2. Another possible way is to avoid combine .identity IO monad. In my design, each action will be handled by at most 1 middleware. If an action should be handled by 2 middlewares, I will convert the action into 2 different actions by bridge middleware. It implies at most one middleware will return non .identity IO monad. If .identity is ignored totally, I think the number of IO monads can be reduced greatly.

3. Avoid recursive dispatch. If action1 trigger middleware1 to dispatch action2, ... , action2 trigger middleware2 to dispatch action3, ...., action100000 trigger middleware100000 to dispatch action100001, the stack will overflow eventually.
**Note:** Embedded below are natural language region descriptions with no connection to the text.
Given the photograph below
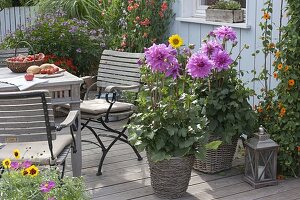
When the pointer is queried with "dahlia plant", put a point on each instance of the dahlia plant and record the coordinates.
(188, 96)
(221, 91)
(23, 180)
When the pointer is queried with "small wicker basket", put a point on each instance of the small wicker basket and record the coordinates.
(20, 67)
(170, 178)
(217, 160)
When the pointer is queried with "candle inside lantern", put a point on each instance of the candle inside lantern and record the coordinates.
(261, 173)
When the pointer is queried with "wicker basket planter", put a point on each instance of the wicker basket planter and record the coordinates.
(217, 160)
(170, 178)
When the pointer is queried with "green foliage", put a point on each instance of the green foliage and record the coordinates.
(227, 109)
(9, 3)
(14, 185)
(169, 122)
(133, 24)
(68, 40)
(137, 24)
(226, 5)
(80, 9)
(280, 109)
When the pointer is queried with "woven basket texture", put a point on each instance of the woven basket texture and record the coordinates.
(170, 178)
(21, 67)
(217, 160)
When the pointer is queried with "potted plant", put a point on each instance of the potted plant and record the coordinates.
(169, 124)
(225, 11)
(225, 99)
(24, 180)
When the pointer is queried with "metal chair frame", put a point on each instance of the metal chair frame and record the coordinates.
(71, 121)
(111, 88)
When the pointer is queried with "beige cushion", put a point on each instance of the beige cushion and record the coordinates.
(100, 106)
(38, 150)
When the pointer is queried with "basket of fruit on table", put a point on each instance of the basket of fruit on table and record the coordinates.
(20, 63)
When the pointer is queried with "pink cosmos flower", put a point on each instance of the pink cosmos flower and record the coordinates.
(199, 65)
(26, 164)
(225, 32)
(14, 165)
(47, 186)
(221, 60)
(160, 57)
(211, 47)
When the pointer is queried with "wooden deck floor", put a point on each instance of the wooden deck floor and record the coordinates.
(126, 178)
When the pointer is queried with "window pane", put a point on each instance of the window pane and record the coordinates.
(211, 2)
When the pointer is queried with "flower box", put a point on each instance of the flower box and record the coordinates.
(229, 16)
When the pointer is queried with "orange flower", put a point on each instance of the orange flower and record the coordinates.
(259, 109)
(291, 82)
(266, 16)
(286, 68)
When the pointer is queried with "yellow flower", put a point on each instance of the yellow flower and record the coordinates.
(176, 41)
(6, 163)
(24, 172)
(33, 170)
(291, 82)
(266, 16)
(17, 153)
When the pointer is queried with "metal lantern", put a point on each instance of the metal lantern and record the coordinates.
(261, 160)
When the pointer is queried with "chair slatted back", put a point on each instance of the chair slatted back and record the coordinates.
(26, 117)
(119, 69)
(7, 53)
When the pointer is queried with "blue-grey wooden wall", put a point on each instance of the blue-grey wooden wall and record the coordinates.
(194, 32)
(12, 18)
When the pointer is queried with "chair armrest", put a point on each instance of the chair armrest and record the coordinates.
(116, 88)
(86, 96)
(70, 120)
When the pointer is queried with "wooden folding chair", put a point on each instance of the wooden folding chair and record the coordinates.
(118, 72)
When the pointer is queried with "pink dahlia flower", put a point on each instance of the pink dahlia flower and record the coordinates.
(199, 65)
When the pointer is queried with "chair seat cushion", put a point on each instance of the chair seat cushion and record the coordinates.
(37, 152)
(100, 106)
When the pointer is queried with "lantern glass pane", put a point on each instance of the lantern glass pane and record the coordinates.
(249, 163)
(265, 165)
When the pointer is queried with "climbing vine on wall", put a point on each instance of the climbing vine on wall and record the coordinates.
(280, 111)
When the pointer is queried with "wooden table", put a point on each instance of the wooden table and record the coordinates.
(63, 89)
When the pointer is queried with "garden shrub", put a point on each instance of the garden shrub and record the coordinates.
(137, 24)
(69, 43)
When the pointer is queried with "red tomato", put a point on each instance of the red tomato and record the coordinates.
(29, 77)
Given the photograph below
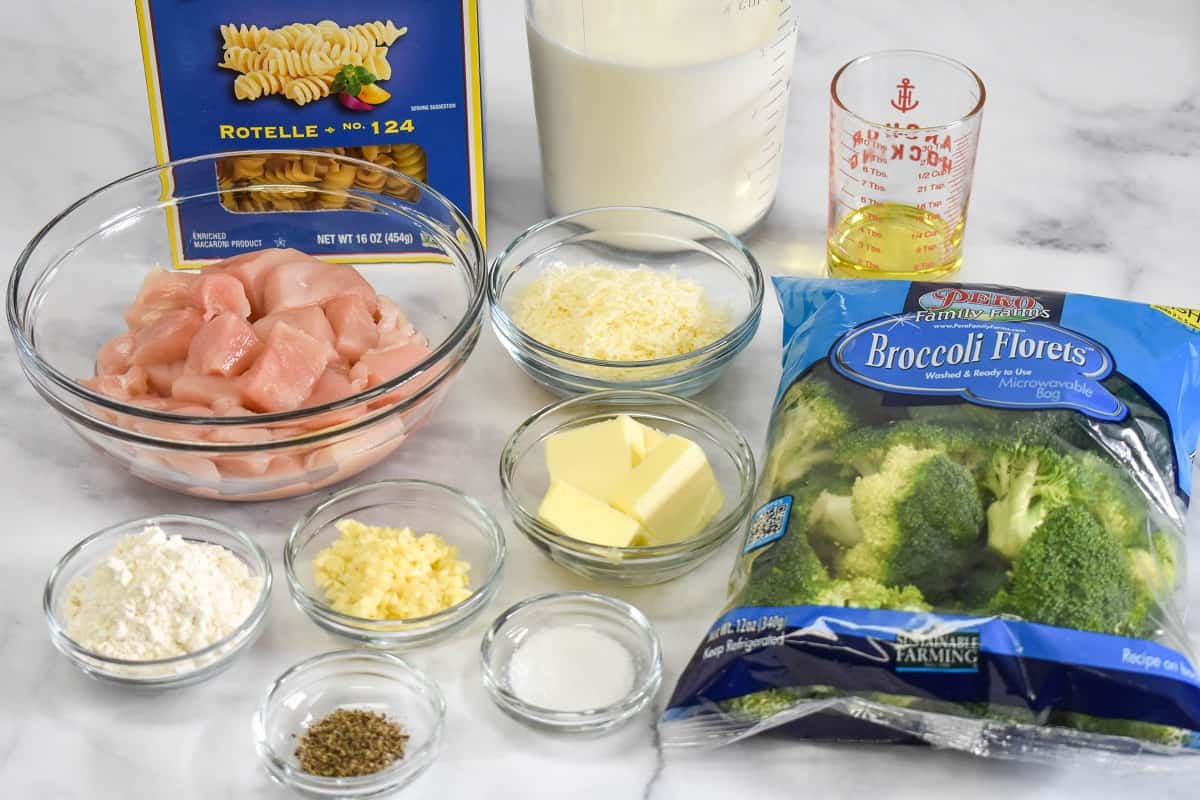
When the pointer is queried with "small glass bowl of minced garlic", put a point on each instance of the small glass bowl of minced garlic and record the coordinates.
(351, 723)
(394, 564)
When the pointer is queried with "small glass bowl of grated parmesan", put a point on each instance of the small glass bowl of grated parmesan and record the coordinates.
(159, 602)
(625, 298)
(394, 564)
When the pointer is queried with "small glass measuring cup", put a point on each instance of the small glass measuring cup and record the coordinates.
(678, 104)
(904, 128)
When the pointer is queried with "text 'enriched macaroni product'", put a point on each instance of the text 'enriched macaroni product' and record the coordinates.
(293, 90)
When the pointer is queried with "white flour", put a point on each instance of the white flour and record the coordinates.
(159, 596)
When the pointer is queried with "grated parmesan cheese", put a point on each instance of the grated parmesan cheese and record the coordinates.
(618, 314)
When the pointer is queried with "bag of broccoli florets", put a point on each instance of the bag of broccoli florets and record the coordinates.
(970, 529)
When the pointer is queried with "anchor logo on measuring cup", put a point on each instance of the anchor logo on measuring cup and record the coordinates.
(906, 103)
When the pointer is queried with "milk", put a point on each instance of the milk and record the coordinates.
(672, 103)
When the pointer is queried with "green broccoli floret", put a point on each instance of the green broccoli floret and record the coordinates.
(1149, 732)
(769, 702)
(919, 518)
(1109, 493)
(1072, 573)
(790, 573)
(1029, 482)
(1050, 427)
(832, 519)
(865, 593)
(982, 581)
(1153, 571)
(808, 421)
(763, 704)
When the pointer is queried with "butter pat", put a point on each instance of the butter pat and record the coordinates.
(653, 439)
(581, 516)
(595, 458)
(673, 492)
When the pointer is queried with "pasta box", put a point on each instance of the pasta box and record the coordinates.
(391, 82)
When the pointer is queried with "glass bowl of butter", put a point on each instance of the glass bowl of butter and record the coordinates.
(394, 564)
(625, 486)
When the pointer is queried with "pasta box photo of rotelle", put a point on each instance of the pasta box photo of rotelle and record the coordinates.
(970, 529)
(394, 83)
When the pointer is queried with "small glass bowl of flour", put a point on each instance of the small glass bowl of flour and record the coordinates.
(571, 662)
(161, 601)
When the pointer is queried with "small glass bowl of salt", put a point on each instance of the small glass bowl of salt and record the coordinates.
(571, 662)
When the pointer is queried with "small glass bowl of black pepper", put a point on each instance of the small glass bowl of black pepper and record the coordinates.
(349, 681)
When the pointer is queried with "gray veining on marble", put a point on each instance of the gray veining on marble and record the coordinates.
(1087, 179)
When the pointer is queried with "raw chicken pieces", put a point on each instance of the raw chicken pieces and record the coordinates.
(270, 331)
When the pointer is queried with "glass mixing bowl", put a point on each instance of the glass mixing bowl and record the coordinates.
(73, 281)
(629, 238)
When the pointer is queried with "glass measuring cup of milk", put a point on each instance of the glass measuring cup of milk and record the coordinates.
(672, 103)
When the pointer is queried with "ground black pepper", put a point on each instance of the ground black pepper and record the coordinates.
(349, 743)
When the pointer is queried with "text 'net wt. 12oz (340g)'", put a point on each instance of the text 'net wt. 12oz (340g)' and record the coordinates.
(970, 529)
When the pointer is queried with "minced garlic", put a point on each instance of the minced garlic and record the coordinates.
(379, 572)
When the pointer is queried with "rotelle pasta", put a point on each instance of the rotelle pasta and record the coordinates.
(259, 184)
(301, 60)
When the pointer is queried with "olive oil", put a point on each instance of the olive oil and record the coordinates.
(892, 240)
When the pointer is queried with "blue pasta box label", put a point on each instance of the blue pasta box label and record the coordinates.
(395, 83)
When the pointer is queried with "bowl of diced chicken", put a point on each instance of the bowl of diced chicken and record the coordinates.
(269, 373)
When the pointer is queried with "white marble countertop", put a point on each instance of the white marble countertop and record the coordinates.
(1087, 179)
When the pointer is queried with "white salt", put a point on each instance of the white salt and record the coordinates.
(571, 668)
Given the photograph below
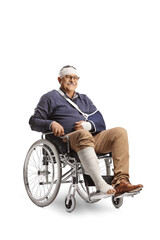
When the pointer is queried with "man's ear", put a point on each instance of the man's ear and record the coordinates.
(59, 80)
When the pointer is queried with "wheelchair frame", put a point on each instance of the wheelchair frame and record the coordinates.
(43, 175)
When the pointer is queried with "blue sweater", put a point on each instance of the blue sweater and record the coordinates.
(54, 107)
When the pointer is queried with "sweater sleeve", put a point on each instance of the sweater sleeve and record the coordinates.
(40, 121)
(96, 119)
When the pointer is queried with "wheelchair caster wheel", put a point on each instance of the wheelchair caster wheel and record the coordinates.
(70, 204)
(117, 202)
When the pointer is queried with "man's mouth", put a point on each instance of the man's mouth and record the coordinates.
(74, 84)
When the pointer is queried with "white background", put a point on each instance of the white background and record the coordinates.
(115, 45)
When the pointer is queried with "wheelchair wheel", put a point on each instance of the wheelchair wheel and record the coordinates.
(82, 189)
(42, 173)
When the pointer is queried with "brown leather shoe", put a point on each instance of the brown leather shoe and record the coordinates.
(126, 186)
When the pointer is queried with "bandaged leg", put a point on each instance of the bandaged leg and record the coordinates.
(90, 164)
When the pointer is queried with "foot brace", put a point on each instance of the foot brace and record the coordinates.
(90, 164)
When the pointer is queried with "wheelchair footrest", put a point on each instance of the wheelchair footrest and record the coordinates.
(90, 182)
(98, 196)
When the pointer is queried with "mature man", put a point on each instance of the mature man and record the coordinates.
(68, 112)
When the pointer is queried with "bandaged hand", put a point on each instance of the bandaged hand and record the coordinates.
(57, 129)
(83, 125)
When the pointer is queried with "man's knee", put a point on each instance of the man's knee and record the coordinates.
(81, 139)
(121, 131)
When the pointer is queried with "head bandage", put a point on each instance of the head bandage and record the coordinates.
(67, 71)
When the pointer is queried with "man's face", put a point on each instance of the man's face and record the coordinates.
(69, 82)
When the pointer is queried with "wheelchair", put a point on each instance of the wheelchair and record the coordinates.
(50, 162)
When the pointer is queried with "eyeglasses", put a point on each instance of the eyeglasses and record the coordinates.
(69, 77)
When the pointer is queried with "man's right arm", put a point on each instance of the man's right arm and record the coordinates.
(41, 121)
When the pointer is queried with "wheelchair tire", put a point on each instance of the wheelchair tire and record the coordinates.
(42, 173)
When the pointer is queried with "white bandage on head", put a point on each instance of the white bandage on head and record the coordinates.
(67, 70)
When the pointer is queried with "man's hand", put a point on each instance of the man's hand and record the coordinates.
(78, 125)
(57, 129)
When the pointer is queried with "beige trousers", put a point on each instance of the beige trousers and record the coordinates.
(113, 140)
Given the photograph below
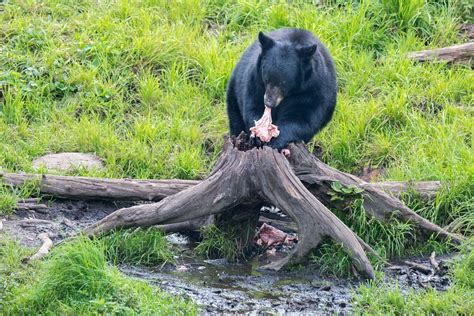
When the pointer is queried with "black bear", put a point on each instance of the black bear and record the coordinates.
(290, 71)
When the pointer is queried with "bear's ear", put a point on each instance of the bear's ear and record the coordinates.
(265, 41)
(306, 51)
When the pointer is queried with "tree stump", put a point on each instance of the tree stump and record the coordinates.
(248, 175)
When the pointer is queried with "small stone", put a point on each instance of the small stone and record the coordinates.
(68, 162)
(182, 268)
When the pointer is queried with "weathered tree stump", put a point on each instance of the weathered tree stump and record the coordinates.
(244, 179)
(244, 175)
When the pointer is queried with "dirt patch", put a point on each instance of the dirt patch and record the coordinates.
(216, 285)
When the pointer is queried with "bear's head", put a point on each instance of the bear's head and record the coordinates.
(284, 67)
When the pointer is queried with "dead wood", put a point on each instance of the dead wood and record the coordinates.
(462, 53)
(96, 188)
(47, 243)
(318, 176)
(248, 177)
(241, 177)
(84, 188)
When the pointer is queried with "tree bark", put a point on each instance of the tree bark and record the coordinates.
(318, 176)
(84, 188)
(462, 53)
(240, 177)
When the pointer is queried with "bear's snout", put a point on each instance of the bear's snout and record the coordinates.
(272, 97)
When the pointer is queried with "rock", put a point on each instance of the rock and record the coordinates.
(68, 161)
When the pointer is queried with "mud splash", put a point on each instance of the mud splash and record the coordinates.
(216, 285)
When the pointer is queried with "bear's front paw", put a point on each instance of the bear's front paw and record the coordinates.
(255, 142)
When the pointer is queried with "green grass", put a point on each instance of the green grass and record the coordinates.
(142, 84)
(143, 247)
(76, 279)
(377, 298)
(9, 196)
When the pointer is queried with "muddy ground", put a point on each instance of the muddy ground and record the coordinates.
(216, 285)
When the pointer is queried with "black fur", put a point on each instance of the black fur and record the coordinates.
(287, 65)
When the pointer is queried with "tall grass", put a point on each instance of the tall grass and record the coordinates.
(377, 298)
(76, 279)
(142, 84)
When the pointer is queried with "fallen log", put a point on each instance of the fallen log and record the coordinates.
(318, 176)
(86, 188)
(254, 176)
(244, 175)
(462, 53)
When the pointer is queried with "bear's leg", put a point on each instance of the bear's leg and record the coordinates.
(236, 123)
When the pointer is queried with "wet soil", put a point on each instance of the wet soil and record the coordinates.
(216, 285)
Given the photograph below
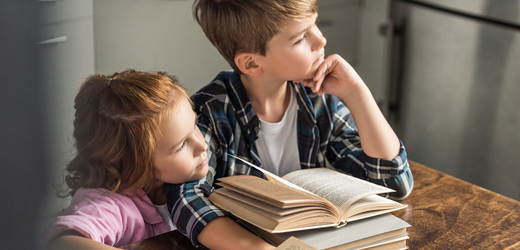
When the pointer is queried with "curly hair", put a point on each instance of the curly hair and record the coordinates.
(116, 128)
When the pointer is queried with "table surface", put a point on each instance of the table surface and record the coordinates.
(445, 213)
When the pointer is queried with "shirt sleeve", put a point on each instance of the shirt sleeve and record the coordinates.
(99, 217)
(190, 208)
(345, 154)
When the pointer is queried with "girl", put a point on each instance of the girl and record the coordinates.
(134, 132)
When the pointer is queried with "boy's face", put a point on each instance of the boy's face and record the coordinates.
(181, 152)
(296, 52)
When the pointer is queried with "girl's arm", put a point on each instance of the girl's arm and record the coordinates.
(74, 240)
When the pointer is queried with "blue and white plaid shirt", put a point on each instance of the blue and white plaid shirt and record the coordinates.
(327, 137)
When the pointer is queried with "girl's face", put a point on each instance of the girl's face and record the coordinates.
(181, 152)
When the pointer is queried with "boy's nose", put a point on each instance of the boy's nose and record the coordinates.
(200, 144)
(320, 40)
The ReduxPipelineWrapper should run the IO returned by middleware1. After it is finished, run the IO returned by middleware2... etc. The downside of this solution is that I won't be able to see the complete "actionX triggers actionY" flow in the call stack.

4. Avoiding using BridgeMiddlewares. Most of the middlewares in my app are bridge middlewares. If I avoid using bridge middlewares, the number of IO monads can be greatly reduced.

[luizmb]

Hi @haifengkao ,

I'm currently traveling and couldn't take a look into this, as I don't have access to my Macbook here.
If you find a reasonable solution I will be glad to approve the PR and generate a new version. I may need some help with the Cocoapods release, because it's the only thing I can't do without the Macbook.

Otherwise, I'll have some time only in August to check this again.